Entretien exclusif avec Matmatah : nos rockeurs Bretons sont de retour !

Culture Entretien exclusif avec Matmatah : nos rockeurs Bretons sont de retour ! crédit photo - © Julien Banes

Après une séparation de près de 10 ans, Matmatah s’est reformé pour notre plus grand plaisir ainsi que celui de nos oreilles. De retour avec un opus rock et prononcé, Plates Coutures, le groupe s’offre une belle tournée française et internationale.

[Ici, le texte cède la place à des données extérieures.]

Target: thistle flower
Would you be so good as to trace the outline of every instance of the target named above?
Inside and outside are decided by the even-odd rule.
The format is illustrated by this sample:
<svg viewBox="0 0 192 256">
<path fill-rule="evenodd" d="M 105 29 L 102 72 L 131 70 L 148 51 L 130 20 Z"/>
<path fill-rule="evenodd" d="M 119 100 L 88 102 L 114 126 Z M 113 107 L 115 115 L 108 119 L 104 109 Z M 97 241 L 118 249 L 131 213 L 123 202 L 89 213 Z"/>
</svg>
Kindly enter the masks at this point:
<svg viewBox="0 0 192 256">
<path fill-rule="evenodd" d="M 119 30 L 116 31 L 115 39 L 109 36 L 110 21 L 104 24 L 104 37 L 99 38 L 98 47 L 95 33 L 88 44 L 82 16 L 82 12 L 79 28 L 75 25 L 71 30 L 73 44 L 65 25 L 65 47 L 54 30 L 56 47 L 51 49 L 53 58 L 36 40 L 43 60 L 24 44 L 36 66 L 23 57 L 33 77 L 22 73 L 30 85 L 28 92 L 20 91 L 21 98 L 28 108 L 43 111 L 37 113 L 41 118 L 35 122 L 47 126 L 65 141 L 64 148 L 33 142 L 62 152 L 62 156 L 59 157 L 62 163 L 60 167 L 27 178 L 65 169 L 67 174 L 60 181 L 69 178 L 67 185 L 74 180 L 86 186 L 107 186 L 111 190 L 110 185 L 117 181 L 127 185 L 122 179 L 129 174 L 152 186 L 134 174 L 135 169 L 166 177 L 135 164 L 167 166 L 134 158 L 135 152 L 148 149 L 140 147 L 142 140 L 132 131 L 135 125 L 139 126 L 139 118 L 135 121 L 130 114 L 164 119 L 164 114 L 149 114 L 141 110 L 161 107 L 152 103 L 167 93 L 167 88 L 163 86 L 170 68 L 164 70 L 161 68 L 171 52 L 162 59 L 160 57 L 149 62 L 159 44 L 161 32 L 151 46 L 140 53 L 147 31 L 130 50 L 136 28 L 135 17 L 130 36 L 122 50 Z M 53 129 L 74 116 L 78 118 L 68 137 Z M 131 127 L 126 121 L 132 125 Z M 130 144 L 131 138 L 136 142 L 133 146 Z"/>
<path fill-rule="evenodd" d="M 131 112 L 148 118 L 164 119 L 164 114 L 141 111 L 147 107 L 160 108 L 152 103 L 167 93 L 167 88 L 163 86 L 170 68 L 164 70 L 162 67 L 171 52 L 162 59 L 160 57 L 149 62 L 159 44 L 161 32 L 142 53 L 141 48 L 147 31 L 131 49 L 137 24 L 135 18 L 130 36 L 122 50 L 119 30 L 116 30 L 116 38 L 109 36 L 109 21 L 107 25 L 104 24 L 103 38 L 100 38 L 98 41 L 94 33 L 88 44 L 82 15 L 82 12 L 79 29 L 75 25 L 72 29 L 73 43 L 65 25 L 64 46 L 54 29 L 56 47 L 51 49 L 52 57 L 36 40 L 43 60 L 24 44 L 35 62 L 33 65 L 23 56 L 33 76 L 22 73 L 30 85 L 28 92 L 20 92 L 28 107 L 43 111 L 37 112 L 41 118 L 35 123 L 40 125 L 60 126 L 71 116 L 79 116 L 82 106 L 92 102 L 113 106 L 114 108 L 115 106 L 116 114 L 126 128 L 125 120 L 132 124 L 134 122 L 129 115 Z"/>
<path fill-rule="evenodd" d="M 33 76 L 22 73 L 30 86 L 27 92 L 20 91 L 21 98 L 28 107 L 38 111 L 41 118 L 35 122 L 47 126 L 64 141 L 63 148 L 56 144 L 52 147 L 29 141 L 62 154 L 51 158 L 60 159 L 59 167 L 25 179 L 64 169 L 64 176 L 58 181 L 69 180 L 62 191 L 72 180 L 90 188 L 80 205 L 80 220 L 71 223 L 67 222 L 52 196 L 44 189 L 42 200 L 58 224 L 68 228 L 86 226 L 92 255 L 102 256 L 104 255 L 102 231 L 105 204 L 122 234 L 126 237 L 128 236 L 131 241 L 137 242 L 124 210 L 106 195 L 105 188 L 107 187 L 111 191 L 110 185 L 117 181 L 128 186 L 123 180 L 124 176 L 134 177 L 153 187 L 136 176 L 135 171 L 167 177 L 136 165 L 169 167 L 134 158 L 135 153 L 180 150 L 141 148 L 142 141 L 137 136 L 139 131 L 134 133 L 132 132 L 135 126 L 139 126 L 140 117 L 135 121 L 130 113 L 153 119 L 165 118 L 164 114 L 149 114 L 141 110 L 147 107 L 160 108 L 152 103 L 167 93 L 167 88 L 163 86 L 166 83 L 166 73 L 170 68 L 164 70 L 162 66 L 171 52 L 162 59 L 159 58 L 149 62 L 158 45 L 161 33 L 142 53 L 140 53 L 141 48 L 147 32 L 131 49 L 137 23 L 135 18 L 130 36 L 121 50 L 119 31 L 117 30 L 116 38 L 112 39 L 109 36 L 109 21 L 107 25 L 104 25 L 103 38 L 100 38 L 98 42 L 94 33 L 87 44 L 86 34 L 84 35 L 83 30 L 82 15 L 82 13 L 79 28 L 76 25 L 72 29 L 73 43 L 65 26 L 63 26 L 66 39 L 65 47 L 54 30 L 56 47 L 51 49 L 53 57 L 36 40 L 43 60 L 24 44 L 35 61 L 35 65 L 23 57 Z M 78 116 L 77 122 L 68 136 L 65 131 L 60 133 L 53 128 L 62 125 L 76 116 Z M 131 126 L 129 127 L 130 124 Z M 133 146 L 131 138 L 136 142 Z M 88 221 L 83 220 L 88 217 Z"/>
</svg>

Port d’Attache a pu rencontrer Eric Digaire, le bassiste et Benoît (Scholl) Fournier le batteur, qui ont accepté de nous accorder quelques heures de leur temps. Quand on vous dit qu’on a eu de la chance, c’est vrai, le lendemain de la rencontre, Eric et Scholl s’en allaient pour Paris pour continuer leur promo et leur tournée avec leurs deux autres camarades : Tristan (Stan) Nihouarn le chanteur et Emmanuel (Manu) Baroux le guitariste.

Rendez-vous au Tapecul, Plougastel-Daoulas !

C’est Eric qui nous a donné rendez-vous à Plougastel, au Tapecul sur Lauberlac’h. Rassurez-vous, les chaises étaient plutôt confortables. L’endroit offrait un cadre magnifique et cossu : mélange parfait pour se rencontrer autour d’un verre.

C’est donc dans une ambiance détendue, rieuse et conviviale qu’on a pu discuter et échanger librement, en toute simplicité.

Scholl est arrivé le premier et on en a profité pour lui demander ce qui l’avait attiré en Bretagne. Parce que oui, il faut savoir que Scholl nous vient de Marseille ! Savez-vous ce qu’il nous a répondu ? Les crêpes et les paysages bretons. Même si ça paraît crédible, en réalité c’est par la musique et les rencontres qu’il a atterri en Bretagne. Heureux hasard, car il a pu ainsi connaître les membres de Matmatah et intégrer le groupe en 2002 après le départ de l’ancien batteur [ndlr : Jean-François Paillard].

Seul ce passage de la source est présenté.